When I downloaded and installed "cutepdf writer", It was required to install a "ghostscript or converter". Fine, should I decide to uninstall cutepdf (which has an uninstall button) How can I unistall or delete from my computer the "ghostscript" (which has a folder in the program files) which does not have uninstall options?

Thank you.

Tony


----------



## JohnWill (Oct 19, 2002)

I have CutePDF installed, and I don't have a GHOSTSCRIPT folder, or anything with the word GHOST searching the entire Program Files folder. I always thought GhostScript went when you uninstalled CutePDF.


----------



## acdevera (Jun 22, 2005)

Hi,

I had the folder named "GPLGS" when it was installed by default. The cutepdf writer I had was the free version.

Thanks.

Tony


----------



## JohnWill (Oct 19, 2002)

Funny thing, I do to!  I searched on "ghost", and nothing in there actually says "ghost" in the title.  

There's a single registry key for GhostScript, you can just delete it, and then delete the folder and it's contents. I love the low overhead stuff that is open source. 

Here's the keys I find with CutePDF installed.


----------



## acdevera (Jun 22, 2005)

Hi, 
I'm newbie at this. will it be safe?


----------



## JohnWill (Oct 19, 2002)

Truthfully, I think you can just delete the folder, I doubt the registry entries will hurt you at all.

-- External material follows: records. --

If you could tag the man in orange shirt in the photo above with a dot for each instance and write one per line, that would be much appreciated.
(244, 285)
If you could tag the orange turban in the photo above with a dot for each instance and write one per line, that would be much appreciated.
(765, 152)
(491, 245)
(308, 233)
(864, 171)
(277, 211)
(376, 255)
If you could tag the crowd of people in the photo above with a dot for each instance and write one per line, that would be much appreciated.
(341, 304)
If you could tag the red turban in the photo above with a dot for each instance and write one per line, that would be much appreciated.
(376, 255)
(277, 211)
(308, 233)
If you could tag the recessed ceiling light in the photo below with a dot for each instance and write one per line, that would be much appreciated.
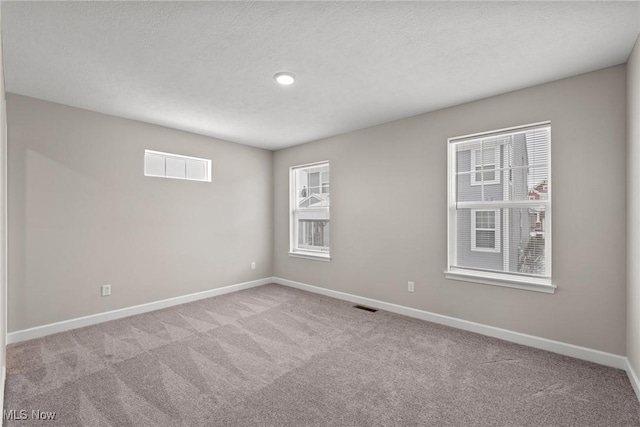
(285, 78)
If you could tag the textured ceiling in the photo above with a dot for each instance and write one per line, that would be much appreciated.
(207, 67)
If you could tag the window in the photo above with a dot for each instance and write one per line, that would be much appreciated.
(310, 202)
(485, 159)
(166, 165)
(500, 208)
(485, 230)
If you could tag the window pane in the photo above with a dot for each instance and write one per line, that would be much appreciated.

Personally, I found CutePDF really handy, what didn't you like about it?


----------



## acdevera (Jun 22, 2005)

Hi,
I do find it handy, I just wanted to know more about the "ghostscript" thing which was installed. I have not uninstalled the program.
thanks for your time.
Tony


----------



## JohnWill (Oct 19, 2002)

No problem.


----------



## JohnWill (Oct 19, 2002)

*You can mark your own threads solved using the thread tools at the upper right of the screen.*


----------